意味
「身を捨ててこそ浮かぶ瀬もあれ」とは、命がけで物事に当たれば、窮地から脱し、活路を見いだせることもある、という意味です。
すべてを投げうつ覚悟で取り組んでこそ、初めて活路が見いだせる、という教えでもあります。
語源・由来
このことわざは、川の流れに身を任せる様子から生まれたとされています。
「瀬」は川の浅い部分を指し、流れが速く、船が座礁しやすい場所です。
しかし、思い切って身を流れに任せれば、かえって浅瀬を乗り越え、安全な場所に出られることもある、という状況を表しています。
一説には、仏教の「捨身」の思想が影響しているとも言われています。仏教では、煩悩を捨て、悟りを求めるために、自分の命を捧げる「捨身」という修行があります。このことわざには、そのような仏教の思想が背景にあるという説もあります。
正確な初出は不明ですが、古くから使われていることわざです。
使用上の注意点
「身を捨ててこそ浮かぶ瀬もあれ」とは、命がけで物事に当たれば、窮地から脱し、活路を見いだせることもある、という意味です。
すべてを投げうつ覚悟で取り組んでこそ、初めて活路が見いだせる、という教えでもあります。
使用される場面と例文
「身を捨ててこそ浮かぶ瀬もあれ」は、困難な状況に直面し、覚悟を決めて行動する必要がある場面で使われます。
例文
- 会社の経営が危機に瀕している。「身を捨ててこそ浮かぶ瀬もあれ」の精神で、改革に取り組むしかない。
- 受験勉強が思うように進まない。「身を捨ててこそ浮かぶ瀬もあれ」だ。死ぬ気で頑張ってみよう。
- 交渉が難航している。「身を捨ててこそ浮かぶ瀬もあれ」の覚悟で、最後の説得に臨む。

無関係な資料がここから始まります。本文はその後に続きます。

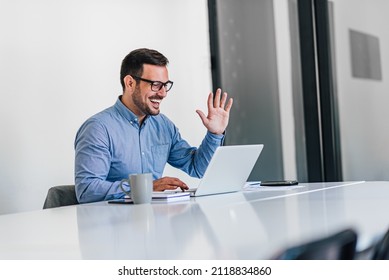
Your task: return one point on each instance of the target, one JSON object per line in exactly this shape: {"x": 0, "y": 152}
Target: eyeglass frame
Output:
{"x": 152, "y": 83}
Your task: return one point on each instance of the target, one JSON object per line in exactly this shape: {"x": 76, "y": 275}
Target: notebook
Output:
{"x": 228, "y": 169}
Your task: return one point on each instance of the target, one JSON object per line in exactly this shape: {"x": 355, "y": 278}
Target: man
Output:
{"x": 133, "y": 137}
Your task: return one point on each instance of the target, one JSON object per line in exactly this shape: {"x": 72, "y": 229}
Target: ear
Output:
{"x": 129, "y": 83}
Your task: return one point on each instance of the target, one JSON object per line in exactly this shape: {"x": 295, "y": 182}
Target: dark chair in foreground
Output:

- 長年温めてきた企画、なかなか承認されない。「身を捨ててこそ浮かぶ瀬もあれ」。社長に直談判してみよう。
類義語
■覚悟を決めて全力を尽くす
- 捨て身でかかる:自分の身を顧みず、全力を尽くして物事にあたること。
- 当たって砕けろ:結果を恐れず、思い切ってやってみること。
- 清水の舞台から飛び降りる:思い切って、大きな決断をすること。
- 乾坤一擲(けんこんいってき):運命をかけて、のるかそるかの大勝負をすること。
■絶望的な状況で活路を見出す
- 背水の陣:失敗すれば後がない状況で、決死の覚悟で事に当たること。
- 死中に活を求める:絶望的な状況の中で、活路を見いだそうとすること。
■戦略的に犠牲を払う
- 肉を切らせて骨を断つ:自分も多少の損害を受ける覚悟で、相手にそれ以上の大きな打撃を与えること。
関連する哲学の概念
- 捨身:仏教用語で、自分の身を犠牲にして仏道修行に励むこと。
対義語
類義語とは反対に、危険を避け、安全策を取ることを意味する言葉を挙げます。
■危険を避ける
- 石橋を叩いて渡る:非常に用心深く、安全を確認してから行動すること。
- 君子危うきに近寄らず:賢明な人は、危険なことには最初から近づかない。
■事前に備える
- 転ばぬ先の杖:失敗しないように、前もって用心すること。
英語表現(類似の表現)
- Fortune favors the bold.
直訳:幸運は勇者に味方する。
意味:大胆に行動する人に幸運が訪れる。 - Nothing ventured, nothing gained.
直訳:何も冒険しなければ、何も得られない。
意味:リスクを冒さなければ、成功も得られない。 - Desperate times call for desperate measures.
直訳:絶望的な時は、絶望的な手段を必要とする。
意味:危機的な状況では、思い切った手段が必要である。 - Go for broke.
意味:すべてを賭ける。いちかばちかやってみる。 - Give it one’s all.
意味:全力を尽くす。
まとめ
「身を捨ててこそ浮かぶ瀬もあれ」は、困難な状況でも、覚悟を持って事に当たれば、道が開ける可能性があることを示唆することわざです。
すべてを投げ出す覚悟で取り組むことで、初めて見えてくるものがある、という教えでもあります。
しかし、これは無謀な行動を勧めるものではなく、あくまで「覚悟」の重要性を説いたものであることを忘れてはなりません。
困難に直面した時、このことわざを思い出し、自分にとって本当に大切なものは何かを見極め、覚悟を持って最善の道を選択する勇気を持ちたいものです。